The Canon 300/2.8 is about the same price as the Olympus 300/2.8, yet the Canon is smaller, and even with the extra heft of the 2x TC and bulkier FF body, lighter. Plus it doubles up as a 4/3rds equivalent of a 150/1.4

I know which I'd rather buy (not taking into account the dropped 4/3rds mount) and carry with me


----------



## rs (Oct 22, 2014)

ashmadux said:


> Crop vs. Full frame.
> 
> As a 6d owner - my first full frame- im very unimpressed at its low iso quality.
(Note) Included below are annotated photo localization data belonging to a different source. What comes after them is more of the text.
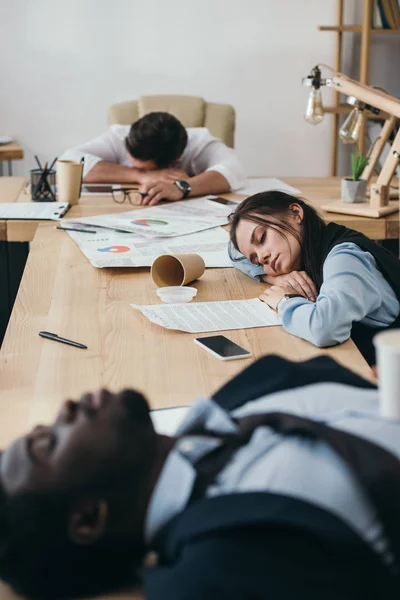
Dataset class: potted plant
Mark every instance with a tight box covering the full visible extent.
[341,153,369,203]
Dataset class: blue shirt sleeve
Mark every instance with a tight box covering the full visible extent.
[278,243,400,348]
[229,242,265,281]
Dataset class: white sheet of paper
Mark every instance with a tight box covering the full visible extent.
[237,178,301,197]
[66,227,232,268]
[64,196,233,239]
[150,407,189,434]
[0,202,70,220]
[131,298,281,333]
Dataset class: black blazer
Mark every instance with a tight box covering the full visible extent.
[145,356,394,599]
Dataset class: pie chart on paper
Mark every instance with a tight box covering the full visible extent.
[97,245,130,253]
[131,219,168,227]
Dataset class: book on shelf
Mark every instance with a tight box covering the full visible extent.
[377,0,400,28]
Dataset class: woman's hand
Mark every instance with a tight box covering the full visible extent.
[262,270,317,302]
[259,285,305,310]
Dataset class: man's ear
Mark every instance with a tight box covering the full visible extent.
[68,498,108,545]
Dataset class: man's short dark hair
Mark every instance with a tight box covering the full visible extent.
[125,112,188,168]
[0,475,145,599]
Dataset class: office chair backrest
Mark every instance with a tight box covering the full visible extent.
[108,95,235,148]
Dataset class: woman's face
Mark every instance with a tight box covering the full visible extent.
[234,206,303,277]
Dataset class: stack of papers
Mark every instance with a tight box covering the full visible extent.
[65,227,232,268]
[62,181,302,270]
[0,203,70,220]
[64,196,234,239]
[131,298,281,333]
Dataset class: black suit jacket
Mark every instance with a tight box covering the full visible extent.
[145,356,393,599]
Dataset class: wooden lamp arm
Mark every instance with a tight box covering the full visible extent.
[361,116,397,182]
[330,73,400,118]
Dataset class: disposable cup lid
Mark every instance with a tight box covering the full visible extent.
[156,286,197,304]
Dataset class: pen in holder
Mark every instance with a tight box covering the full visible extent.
[30,167,56,202]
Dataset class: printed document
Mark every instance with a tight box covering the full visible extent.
[0,202,70,220]
[151,407,189,434]
[64,196,233,239]
[131,298,281,333]
[65,227,232,268]
[237,178,301,197]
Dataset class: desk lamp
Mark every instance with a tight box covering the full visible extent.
[302,65,400,218]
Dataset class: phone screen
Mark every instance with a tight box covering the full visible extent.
[208,197,238,206]
[195,335,250,357]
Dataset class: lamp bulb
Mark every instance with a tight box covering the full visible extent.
[339,107,363,144]
[304,88,324,125]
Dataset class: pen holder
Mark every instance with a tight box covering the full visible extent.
[30,168,56,202]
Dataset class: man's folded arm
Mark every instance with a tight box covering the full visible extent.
[187,170,231,197]
[83,161,142,183]
[191,135,246,192]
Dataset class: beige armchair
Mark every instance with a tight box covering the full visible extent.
[108,95,235,148]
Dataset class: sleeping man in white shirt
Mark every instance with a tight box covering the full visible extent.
[59,112,246,206]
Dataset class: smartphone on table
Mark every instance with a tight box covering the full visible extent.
[194,335,252,361]
[206,196,238,207]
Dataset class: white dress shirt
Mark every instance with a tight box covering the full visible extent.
[145,383,396,564]
[60,125,246,191]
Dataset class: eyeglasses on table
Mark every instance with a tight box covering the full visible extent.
[111,187,147,204]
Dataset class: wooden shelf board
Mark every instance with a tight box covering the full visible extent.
[319,25,400,34]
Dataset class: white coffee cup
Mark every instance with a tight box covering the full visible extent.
[373,330,400,419]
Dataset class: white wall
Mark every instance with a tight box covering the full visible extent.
[0,0,337,178]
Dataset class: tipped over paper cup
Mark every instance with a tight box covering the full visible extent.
[151,254,205,287]
[56,160,83,205]
[373,330,400,419]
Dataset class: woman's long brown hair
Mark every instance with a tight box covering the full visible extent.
[229,191,326,290]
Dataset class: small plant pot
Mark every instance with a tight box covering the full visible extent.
[341,178,367,203]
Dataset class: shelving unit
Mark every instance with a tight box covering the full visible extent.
[319,0,400,175]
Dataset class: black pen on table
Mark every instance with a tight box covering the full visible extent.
[39,331,87,350]
[56,226,97,234]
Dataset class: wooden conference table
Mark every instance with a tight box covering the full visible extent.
[1,176,398,341]
[0,177,376,441]
[0,176,381,600]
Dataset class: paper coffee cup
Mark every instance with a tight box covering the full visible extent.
[56,160,83,205]
[373,330,400,419]
[151,254,205,287]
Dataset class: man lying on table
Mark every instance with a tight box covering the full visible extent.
[59,112,246,206]
[0,355,399,600]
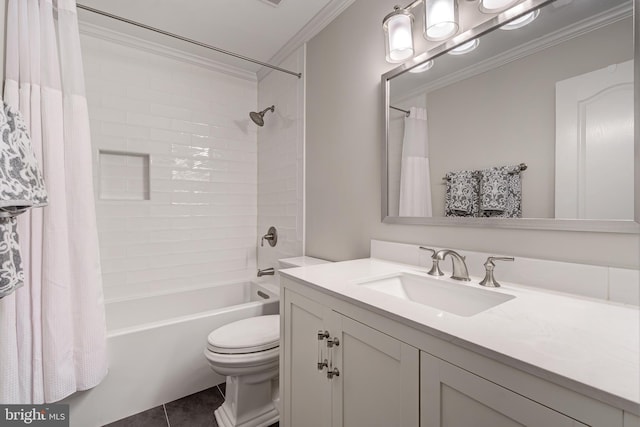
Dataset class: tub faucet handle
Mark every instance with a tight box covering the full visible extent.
[479,256,514,288]
[261,226,278,247]
[419,246,443,276]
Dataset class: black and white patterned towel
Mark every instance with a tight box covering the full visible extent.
[445,170,479,217]
[0,102,48,298]
[479,165,521,218]
[0,217,23,297]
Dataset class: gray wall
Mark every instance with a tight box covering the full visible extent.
[306,0,640,268]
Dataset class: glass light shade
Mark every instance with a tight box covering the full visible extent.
[479,0,520,13]
[448,38,480,55]
[409,60,434,73]
[424,0,459,41]
[383,9,415,63]
[500,9,540,30]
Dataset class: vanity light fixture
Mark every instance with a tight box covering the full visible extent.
[448,38,479,55]
[424,0,459,41]
[479,0,520,13]
[500,9,540,30]
[409,59,435,73]
[383,0,460,63]
[383,6,415,63]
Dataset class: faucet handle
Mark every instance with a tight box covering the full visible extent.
[418,246,436,256]
[485,256,514,267]
[419,247,444,276]
[480,256,514,287]
[261,226,278,247]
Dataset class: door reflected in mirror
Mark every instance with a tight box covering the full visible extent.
[385,0,634,222]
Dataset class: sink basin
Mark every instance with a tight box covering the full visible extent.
[356,272,515,317]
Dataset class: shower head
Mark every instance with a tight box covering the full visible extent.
[249,105,275,127]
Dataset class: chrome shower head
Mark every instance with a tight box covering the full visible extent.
[249,105,275,127]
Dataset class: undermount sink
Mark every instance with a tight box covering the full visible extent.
[356,272,515,317]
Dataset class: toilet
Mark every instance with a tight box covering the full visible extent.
[205,257,329,427]
[205,314,280,427]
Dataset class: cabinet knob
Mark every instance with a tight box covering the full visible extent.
[327,367,340,379]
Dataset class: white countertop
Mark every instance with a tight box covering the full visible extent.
[280,258,640,412]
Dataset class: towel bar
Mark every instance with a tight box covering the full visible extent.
[442,163,527,181]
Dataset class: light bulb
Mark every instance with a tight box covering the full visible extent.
[409,60,435,73]
[448,39,480,55]
[383,9,415,63]
[424,0,459,41]
[500,9,540,30]
[479,0,519,13]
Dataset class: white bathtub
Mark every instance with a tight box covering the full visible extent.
[63,282,279,427]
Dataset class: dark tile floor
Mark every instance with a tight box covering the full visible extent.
[104,383,279,427]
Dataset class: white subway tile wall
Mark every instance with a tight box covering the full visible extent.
[81,34,259,301]
[257,48,305,274]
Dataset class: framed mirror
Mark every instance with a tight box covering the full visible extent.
[382,0,639,233]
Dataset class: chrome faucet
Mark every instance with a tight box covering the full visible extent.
[479,256,514,287]
[257,267,275,277]
[419,247,443,276]
[435,250,470,281]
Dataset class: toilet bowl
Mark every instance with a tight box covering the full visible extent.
[205,314,280,427]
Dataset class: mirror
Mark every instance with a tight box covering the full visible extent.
[382,0,639,233]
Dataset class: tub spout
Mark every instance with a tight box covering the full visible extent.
[257,268,275,277]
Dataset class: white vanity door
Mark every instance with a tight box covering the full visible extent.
[421,352,587,427]
[331,314,419,427]
[282,289,333,427]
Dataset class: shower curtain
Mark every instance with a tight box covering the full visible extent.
[0,0,107,403]
[398,107,432,217]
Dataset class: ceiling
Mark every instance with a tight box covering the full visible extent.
[76,0,355,77]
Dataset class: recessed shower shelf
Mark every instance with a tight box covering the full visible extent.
[99,150,150,201]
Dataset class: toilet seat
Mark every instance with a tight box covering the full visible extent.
[207,315,280,354]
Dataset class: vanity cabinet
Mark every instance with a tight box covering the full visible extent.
[280,276,634,427]
[281,288,419,427]
[421,352,587,427]
[281,289,331,427]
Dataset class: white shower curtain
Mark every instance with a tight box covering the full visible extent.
[0,0,107,403]
[399,107,433,217]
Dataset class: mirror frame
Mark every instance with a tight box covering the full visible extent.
[381,0,640,233]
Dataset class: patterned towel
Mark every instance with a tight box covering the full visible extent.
[0,102,48,298]
[0,217,23,297]
[479,165,522,218]
[445,170,479,217]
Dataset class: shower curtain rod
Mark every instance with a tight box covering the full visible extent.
[76,3,303,79]
[390,105,410,117]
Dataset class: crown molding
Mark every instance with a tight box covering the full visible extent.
[256,0,357,81]
[78,21,257,82]
[392,2,632,103]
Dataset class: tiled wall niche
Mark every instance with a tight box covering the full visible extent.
[99,150,150,201]
[81,26,259,301]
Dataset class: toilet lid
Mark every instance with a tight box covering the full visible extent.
[207,315,280,354]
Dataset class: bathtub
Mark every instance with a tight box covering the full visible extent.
[63,282,279,427]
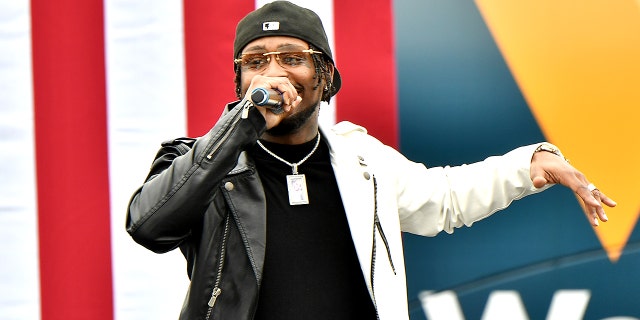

There is no 3d-ish POP that i have seen in so many 5d2/5d3 images over the years - image quality that i could easily see was not reproducible on my crop cameras.
> 
> ...


What lenses are you using?


----------



## anthonyd (Oct 22, 2014)

3kramd5 said:


> anthonyd said:
> 
> 
> > The combo will be cheaper, lighter, smaller and unless I'm shooting at dusk or dawn, the grizzlies will show the same size (and probably comparable IQ) on the same size print, or my screen.
> ...



You didn't know that grizzlies shrink at night? 
I was trying to avoid responses about low light noise, but it's worded funny, you are right.


----------



## Lee Jay (Oct 22, 2014)

jarrodeu said:


> For canon, exposure for a 400mm 5.6 on a crop (640mm 5.6) is the SAME exposure as a 400mm 5.6 on a full frame. By using a crop sensor the aperture doesn't magically shrink. Just like taking the center section of a full frame image to give the same view as a crop sensor does not shrink the aperture.
> 
> Jarrod



No, the aperture stays the same. Aperture = 400mm/5.6 = 71.43mm. If you're going to call that a 640mm equivalent lens because of the smaller sensor, you have to call it a 640mm/71.43mm = f/9 equivalent f-stop too.


----------



## neuroanatomist (Oct 23, 2014)

anthonyd said:


> Sure, if you are doing portraits, where DoF matters, you'll go with FF. The same holds with low light where you want to minimize noise. However, if I were going to visit Alaska or Yellowstone, I think I'd buy a MFT camera and the Zuiko 300/2.8 lens rather than the 600/5.6 for my Canon. The combo will be cheaper, lighter, smaller and unless I'm shooting at dusk or dawn, the grizzlies will show the same size (and probably comparable IQ) on the same size print, or my screen.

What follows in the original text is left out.